Agricultural Research Service

Title: Antimicrobial Susceptibility of Bacterial Contaminants from a Wet-Mill Ethanol Plant

Authors
item Bischoff, Kenneth
item Skinner-Nemec, Kelly - ARGONNE LAB
item Leathers, Timothy
item Hughes, Stephen

Submitted to: Meeting Abstract
Publication Type: Abstract Only
Publication Acceptance Date: August 25, 2005
Publication Date: August 25, 2005
Citation: Bischoff, K.M., Skinner-Nemec, K., Leathers, T.D., Hughes, S.R. 2005. Antimicrobial susceptibility of bacterial contaminants from a wet-mill ethanol plant [abstract]. Society for Industrial Microbiology. Poster P42.

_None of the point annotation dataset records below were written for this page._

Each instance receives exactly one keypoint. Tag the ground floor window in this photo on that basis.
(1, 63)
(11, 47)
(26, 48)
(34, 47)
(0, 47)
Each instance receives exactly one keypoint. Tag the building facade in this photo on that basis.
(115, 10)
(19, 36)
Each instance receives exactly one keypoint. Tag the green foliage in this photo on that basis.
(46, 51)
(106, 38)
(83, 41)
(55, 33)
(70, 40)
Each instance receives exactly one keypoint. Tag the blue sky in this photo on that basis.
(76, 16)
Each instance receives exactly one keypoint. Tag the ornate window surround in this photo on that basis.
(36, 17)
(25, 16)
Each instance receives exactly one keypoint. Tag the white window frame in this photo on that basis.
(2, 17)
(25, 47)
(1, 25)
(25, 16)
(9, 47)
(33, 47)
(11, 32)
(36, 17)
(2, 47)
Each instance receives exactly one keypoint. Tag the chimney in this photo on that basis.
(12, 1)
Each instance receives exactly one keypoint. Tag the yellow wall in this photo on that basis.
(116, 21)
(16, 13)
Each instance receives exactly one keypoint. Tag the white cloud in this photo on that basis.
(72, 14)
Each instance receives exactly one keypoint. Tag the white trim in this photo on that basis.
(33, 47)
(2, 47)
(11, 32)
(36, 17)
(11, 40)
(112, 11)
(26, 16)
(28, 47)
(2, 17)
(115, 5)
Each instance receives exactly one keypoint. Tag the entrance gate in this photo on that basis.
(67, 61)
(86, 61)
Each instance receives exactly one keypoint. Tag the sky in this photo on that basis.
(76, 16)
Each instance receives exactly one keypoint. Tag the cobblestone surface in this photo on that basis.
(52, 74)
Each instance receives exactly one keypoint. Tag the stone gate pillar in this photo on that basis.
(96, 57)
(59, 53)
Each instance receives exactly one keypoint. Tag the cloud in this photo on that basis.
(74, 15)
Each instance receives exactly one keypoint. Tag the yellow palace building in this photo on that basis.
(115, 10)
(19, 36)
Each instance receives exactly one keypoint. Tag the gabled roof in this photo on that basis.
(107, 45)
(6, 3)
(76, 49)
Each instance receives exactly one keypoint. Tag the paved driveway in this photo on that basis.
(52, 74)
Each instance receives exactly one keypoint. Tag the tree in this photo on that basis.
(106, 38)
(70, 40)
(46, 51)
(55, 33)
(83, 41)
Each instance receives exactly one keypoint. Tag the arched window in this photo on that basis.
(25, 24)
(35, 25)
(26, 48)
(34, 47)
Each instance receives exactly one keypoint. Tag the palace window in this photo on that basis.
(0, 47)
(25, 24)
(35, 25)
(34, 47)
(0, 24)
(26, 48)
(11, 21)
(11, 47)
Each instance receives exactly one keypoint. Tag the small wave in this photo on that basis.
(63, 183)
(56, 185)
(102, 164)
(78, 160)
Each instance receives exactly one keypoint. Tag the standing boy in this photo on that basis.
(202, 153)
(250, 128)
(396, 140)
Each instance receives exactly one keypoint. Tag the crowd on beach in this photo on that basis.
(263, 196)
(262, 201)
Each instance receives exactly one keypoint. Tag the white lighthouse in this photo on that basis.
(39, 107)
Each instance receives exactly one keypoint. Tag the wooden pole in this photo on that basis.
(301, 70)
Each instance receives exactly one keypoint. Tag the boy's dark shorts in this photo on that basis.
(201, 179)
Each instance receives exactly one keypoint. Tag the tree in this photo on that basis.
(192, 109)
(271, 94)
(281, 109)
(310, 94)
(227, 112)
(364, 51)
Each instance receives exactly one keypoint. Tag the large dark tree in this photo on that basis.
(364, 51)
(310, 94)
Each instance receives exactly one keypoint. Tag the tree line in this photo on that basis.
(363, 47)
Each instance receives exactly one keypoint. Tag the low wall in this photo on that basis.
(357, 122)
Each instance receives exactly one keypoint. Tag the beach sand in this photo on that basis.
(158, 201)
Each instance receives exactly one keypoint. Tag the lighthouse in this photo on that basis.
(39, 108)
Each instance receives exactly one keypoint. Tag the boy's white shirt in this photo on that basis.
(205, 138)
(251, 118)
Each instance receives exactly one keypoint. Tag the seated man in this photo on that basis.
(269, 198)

Technical Abstract: Contamination of commercial fermentation cultures is a recurring problem in the fuel ethanol industry. Although some facilities use antimicrobials to control contamination, there are little data available to assess the value of such treatments. As part of a broader study to determine the efficacy of antimicrobial treatments, the present work examines the antimicrobial susceptibility of bacterial species isolated from a commercial wet-mill ethanol plant that does not use antibiotics. Fifty-seven bacterial isolates were identified using Biolog and API tests, and susceptibility to the following antimicrobial agents was determined using broth microdilution or agar dilution methods: ampicillin, chloramphenicol, gentamicin, penicillin G, synercid, tetracycline, vancomycin, and virginiamycin. The majority of the isolates were species of Lactobacillus (37/57), followed by Propionibacterium (6/57), Bacteroides (4/57), Bifidobacterium (3/57), Leuconostoc (3/57), Clostridium (2/57), and Pediococcus (2/57). Thirty-eight isolates had an MIC of >/= 16 ug/ml for vancomycin, thirteen isolates had an MIC of >/= 16 ug/ml for tetracycline, and seven had an MIC of >/= to 500 ug/ml for gentamicin. The MIC90 for penicillin G and virginiamycin was 2 ug/ml and 0.25 ug/ml, respectively. Thus, bacterial contaminants from a fuel ethanol facility that does not use antibiotics are susceptible to penicillin G and virginiamycin, the two most common antimicrobials used to control bacterial contamination.